I’d gladly trade these man mins for some better gun control. Unfortunately, we’re still a long ways off from the latter. We’re just starting to contemplate baby steps on filibuster reform, so it’s going to be quite a long journey.

Posted by: hardreaders | Mar 18, 2021 9:24:44 AM

To me, the justice, or lack thereof, of a long sentence for carrying a gun depends on whether or not a victim was placed in a position of fearing the gun. For example, if the gun was used in a robbery, I have no problem with a 25-year enhancement to the person's sentence.

Someone who did not have the proper license for a gun should not get a heavy jail sentence simply for having the gun.

To me, a prohibited possessor falls in an intermediate category. Someone whose right to carry a gun has been taken away for cause needs to respect that. But it's not as bad as threatening someone with the gun.

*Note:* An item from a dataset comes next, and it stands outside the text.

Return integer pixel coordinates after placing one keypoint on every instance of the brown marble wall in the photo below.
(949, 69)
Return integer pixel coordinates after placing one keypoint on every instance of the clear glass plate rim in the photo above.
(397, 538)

Posted by: William C Jockusch | Mar 18, 2021 12:55:35 PM

During my 8 years in Federal prison I met several men who had ridiculously long Federal sentences because they had been carrying a gun (which was never fired) while committing various crimes. My friend Gary Settle, now 55 years old, was 26 years old in 1993, when he committed a series of 10 armed bank robberies, while addicted to drugs. The Judge gave him 12 years concurrent for the bank robberies, but 165 years of mandatory consecutive time carrying a gun during the robberies, for a total of 177 years. Gary has now served 29 years in prison. He is not a thug, and has become a good man since getting off drugs. He comes from an educated, middle class family. His Mother is a nurse. There is no reason that he should still be in Federal prison; it's a waste of the taxpayers' money. Another man was a computer programmer for the vault and ATM manufacturer Diebold. He programmed a secret subroutine, so that he could go to any ATM, punch in the secret code, and the machine would open and permit him to remove all of the money, which he did a few times. He was not charged with Bank robbery, but with the lesser crime of Bank Larceny. His defense lawyer did not prepare him properly for his PSR interview with a Probation Officer. When the Probation Officer asked him if he had been armed when he took the money from the ATMs (there was no prior evidence or indication that he had been armed), he honestly responded that heh ad carried a pistol with him each time -- this led to him getting mandatory consecutive prison time, totaling about 54 years, instead of the 6 or 7 years he had been expecting. When his sentence was affirmed on direct appeal, he tried to hang himself with a bedsheet at the UNICOR Factory where he worked at FCI-Manchester, Ky. His Supervisor cut him down, so he did not die. By now, he has served about 20 years of that 54 year sentence. Again, it's a waste money to keep him in Federal prison. I could give several more examples, but I think you already get my point.